When you find your musical soulmate, the universe will allow great things to happen. Producer/multi-instrumentalist Alex Kaye and vocalist/lyricist Lianna Vanicelli are Valley Hush and have found that in each other. At the end of 2015, PopMatters named Detroit’s experimental pop group Valley Hush one of the best emerging artists. The duo makes music that is a flirtatious mixture of reality and fantasy that transcends traditional genres. Their debut self-titled album broadly connects the dots between acts such as Tame Impala, Grimes, Gorillaz, and Lana Del Rey, while still sounding wholly unique.
Since their inception, Valley Hush has built a reputation on creating music that swells with energy and speaks to our shared existence that we are all in this beautiful mess together. What does a sunset taste like? If you touched the Milky Way would you draw back a wet hand? These are examples of wild and organic abstractions of thought are the very brush Valley Hush paints with.
The duo finds themselves exploring personal trials of struggle, survival and surrender through Vanicelli’s lyrics. While the lyrics are personal they are just as applicable to the masses. Vanicelli gives a voice to the cosmic forces that shift within us. Her words read more like poetry or a lucid dream, rich in vivid detail while evoking the sensation of an impending spring and never a dormant winter. The lyrics are an invitation to the internal and eternal struggle, and the way in which they are delivered is not entirely dissimilar to a mirage; a delicate and thirst quenching range of highs and lows. Kaye's instrumentals take the lyrics to a new horizon, combining elements of many different musical genres into seamless journeys of sound.
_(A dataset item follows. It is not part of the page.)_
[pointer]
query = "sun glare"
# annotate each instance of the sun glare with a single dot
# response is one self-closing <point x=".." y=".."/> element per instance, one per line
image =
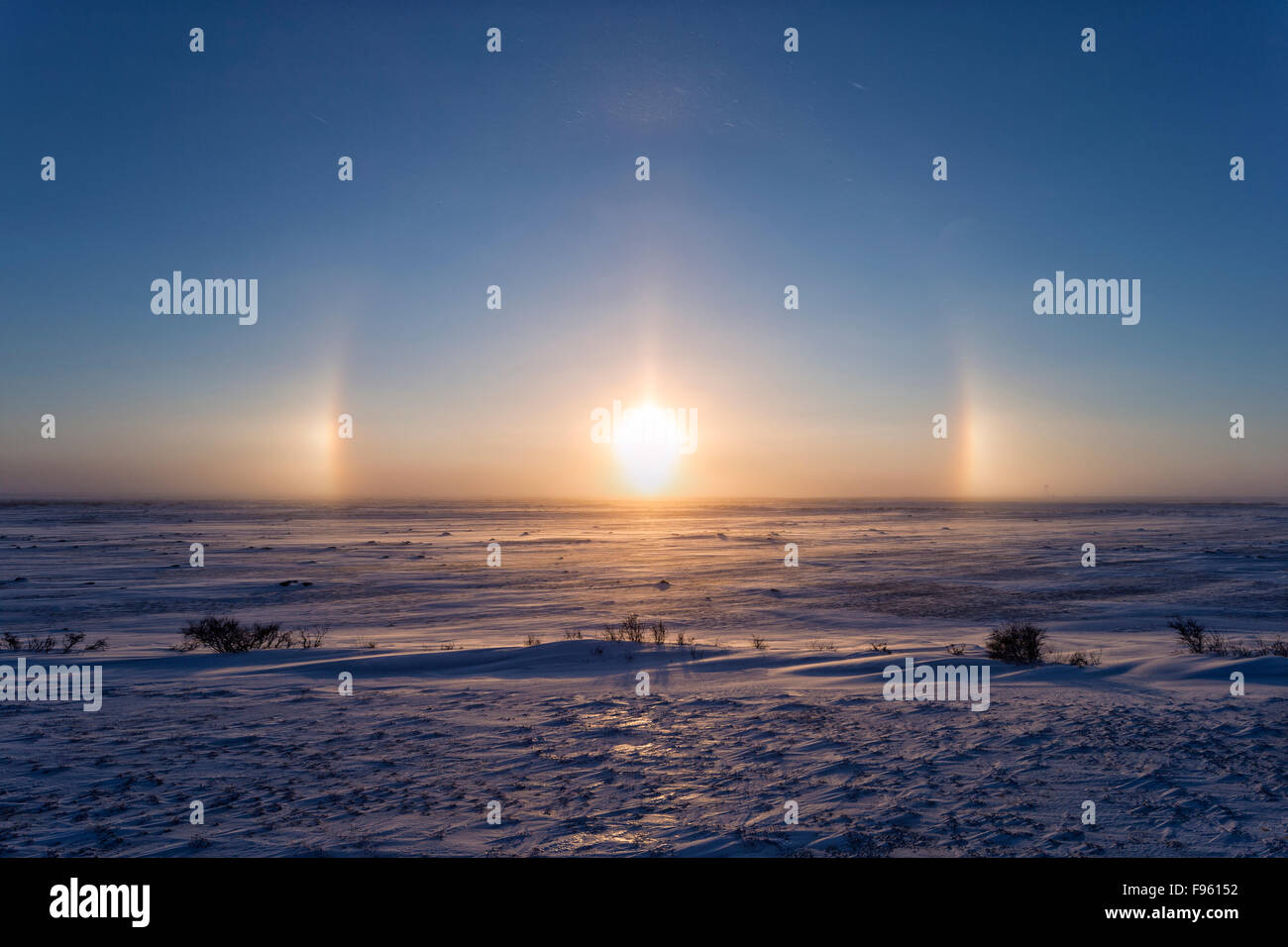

Taking cues from producers and artists such as Damon Albarn (Gorillaz), Dan Auerbach (The Black Keys), Danger Mouse, and Hot Sugar, he adds his own touches picked up from years of working as a freelance writer, producer, and engineer in the city of Detroit. He records their songs in several different studios in the Detroit area, including a massive hundred-year-old church converted into a recording space. If you listen closely you can pick up on extremely small production details throughout the course of a Valley Hush song. His goal is to make their music sound like a detailed painting, with waves pushing through space to the listener's ear, rather than brushstrokes to their eyes.
When performing live, the duo expands to a four-piece band to help fill out their sound and allows for their seamless production to take on a new skin. The inclusion of a full band pushes Valley Hush into raw and ferocious territory while still remaining tethered to their signature spacey, dreamscape vibe. They define success by their commitment of authenticity to their vision in hopes of inspiring many with their thoughtfully crafted aural landscape. After performing at the 2016 Middle of the Map Fest in Kansas City they signed to festival curators own label The Record Machine. Valley Hush has released 2 previous independent EP’s and is currently putting the final touches on their mesmerizing self-titled debut full-length album to be released late 2016.